At this point, though, The Avengers hadn’t yet been released and redefined the concept of what a cinematic universe was financially capable of. By the time Marvel does so, our project has been in turnaround at two different studios in two different formats, with two different directors taking a pass on it, and what was at one point glimmering with promise has started to attain the dull patina of second-guessing. And by the time the idea gets a second examination, there has already been a slight-but-noticeable downturn in Marvel’s fortunes and the only other major competitor for the concept has seen such ridicule at every stage of development that, well, every risky aspect of the project starts to look like a liability.
This is, in a very real sense, the time frame that Stephen King’s Dark Tower series found itself unlucky enough to be in. The books and stories involved form a Bildungsroman of massive scale, incorporating over 4,000 pages of legacy novels and yet thousands more in short stories and narrative connections of varying impact across several dozen other books. Detail on this will be saved for the Book vs. Movie on the subject, but it’s important to note just how fundamentally huge this thing was in both cinematic potential and liability, and how it defeated J.J. Abrams at Universal and Ron Howard at Warner before ultimately landing at Sony Pictures with Nikolaj Arcel and a budget appropriate for a mid-sized genre one-off and very much not a kick-off to a new cinematic universe.

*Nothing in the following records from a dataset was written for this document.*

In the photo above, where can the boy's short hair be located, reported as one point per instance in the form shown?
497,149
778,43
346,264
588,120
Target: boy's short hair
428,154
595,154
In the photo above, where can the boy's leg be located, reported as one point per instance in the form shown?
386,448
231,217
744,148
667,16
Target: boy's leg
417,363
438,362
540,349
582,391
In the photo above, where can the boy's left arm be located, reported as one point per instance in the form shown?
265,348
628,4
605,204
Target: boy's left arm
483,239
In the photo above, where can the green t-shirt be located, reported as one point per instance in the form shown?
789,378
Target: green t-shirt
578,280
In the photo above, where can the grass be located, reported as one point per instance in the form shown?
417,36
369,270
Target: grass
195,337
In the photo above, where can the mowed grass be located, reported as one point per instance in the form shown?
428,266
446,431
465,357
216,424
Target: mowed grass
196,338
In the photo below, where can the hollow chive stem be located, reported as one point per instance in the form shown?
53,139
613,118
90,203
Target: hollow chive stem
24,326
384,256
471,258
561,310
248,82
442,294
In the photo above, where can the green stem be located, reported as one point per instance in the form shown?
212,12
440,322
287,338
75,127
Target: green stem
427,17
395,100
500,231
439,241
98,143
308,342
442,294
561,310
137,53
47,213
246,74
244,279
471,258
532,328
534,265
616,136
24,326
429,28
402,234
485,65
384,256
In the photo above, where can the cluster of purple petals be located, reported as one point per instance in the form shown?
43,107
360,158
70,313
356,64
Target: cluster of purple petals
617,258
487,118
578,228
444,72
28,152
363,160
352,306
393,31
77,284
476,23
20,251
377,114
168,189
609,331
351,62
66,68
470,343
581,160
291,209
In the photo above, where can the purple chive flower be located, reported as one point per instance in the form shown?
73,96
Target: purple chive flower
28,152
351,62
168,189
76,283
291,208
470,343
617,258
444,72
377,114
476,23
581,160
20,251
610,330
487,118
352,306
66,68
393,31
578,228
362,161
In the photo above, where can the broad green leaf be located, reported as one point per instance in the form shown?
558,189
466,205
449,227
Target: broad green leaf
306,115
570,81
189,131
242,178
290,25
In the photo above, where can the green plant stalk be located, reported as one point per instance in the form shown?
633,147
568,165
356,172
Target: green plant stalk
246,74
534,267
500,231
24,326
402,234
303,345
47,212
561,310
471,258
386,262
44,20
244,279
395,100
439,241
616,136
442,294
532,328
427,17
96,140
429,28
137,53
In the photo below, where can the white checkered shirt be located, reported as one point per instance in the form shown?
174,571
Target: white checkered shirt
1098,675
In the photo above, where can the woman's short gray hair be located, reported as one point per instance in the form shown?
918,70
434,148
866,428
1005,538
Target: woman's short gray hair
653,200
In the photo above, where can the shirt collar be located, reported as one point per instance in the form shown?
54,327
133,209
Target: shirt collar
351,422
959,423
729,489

I am not sure there has been a cinematic adaptation quite like this in our lifetimes. Arcel, in conjunction with writers Akiva Goldsman and Jeff Pinkner, has crafted a screenplay combining major events from at least four of the seven source novels and smaller flourishes from God knows how many others, involving dozens of characters, and from it assembled a comically slight 95-minute two-hander: one that whipsaws through every narrative development with speed but no velocity and little momentum, gets all sorts of little grace notes just right while missing most of the major ones by a mile, before crossing precisely the wrong wires in its final act and vaporizing most of its own reason for existence. This is a train wreck, one made with such a visible commitment to the ethic and conceptual hook of its source material that it’s much more frustrating and burdensome to witness than if it just reeked of filmmaking by committee like most doomed adaptations do. The trouble runs deeper here, pointing in the direction of shepherds to a fictional universe who adhere to all of the superficial rules and wrinkles of that universe while somehow losing the core.